The University of Edinburgh is collaborating with GlaxoSmithKline (GSK) to discover and develop medicines to treat liver disease. Researchers from the university have identified a mechanism that appears to be key to treating chronic liver diseases such as fibrosis or cirrhosis of the liver, and the researchers hope the GSK partnership will help to expedite this into the discovery and development of a new treatment.
Per the agreement, the university will receive financial support from GSK linked to reaching specific milestones as well as an undisclosed upfront payment and royalties on sales from any product produced as a result of the collaboration that is commercialized successfully. Work on the project will be carried out both within GSK and at the College of Medicine and Veterinary Medicine located at Edinburgh BioQuarter. Edinburgh BioQuarter negotiated the agreement.
Jonathan Fallowfield, Ph.D., senior clinical fellow and honorary consultant hepatologist at the university, said in a statement that the mechanism the researchers have identified could potentially prevent, halt or even reverse liver scarring if its therapeutic properties were harnessed.
“This is potentially very exciting and would transform the way we view and manage chronic liver disease in the future,” he added.

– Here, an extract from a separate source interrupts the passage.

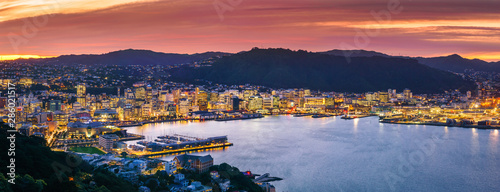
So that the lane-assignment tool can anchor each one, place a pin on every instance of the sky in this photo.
(426, 28)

This alliance is the second of this type the University of Edinburgh has made with GSK; the first was made in October of 2011 to discover and develop medicines that could treat severe acute pancreatitis. Both of these collabs were formed through GSK’s Discovery Partnerships with Academia initiative, the aim of which, the firm says, is to bring together the skills from academia and GSK into partnerships that could translate academic research into novel medicines.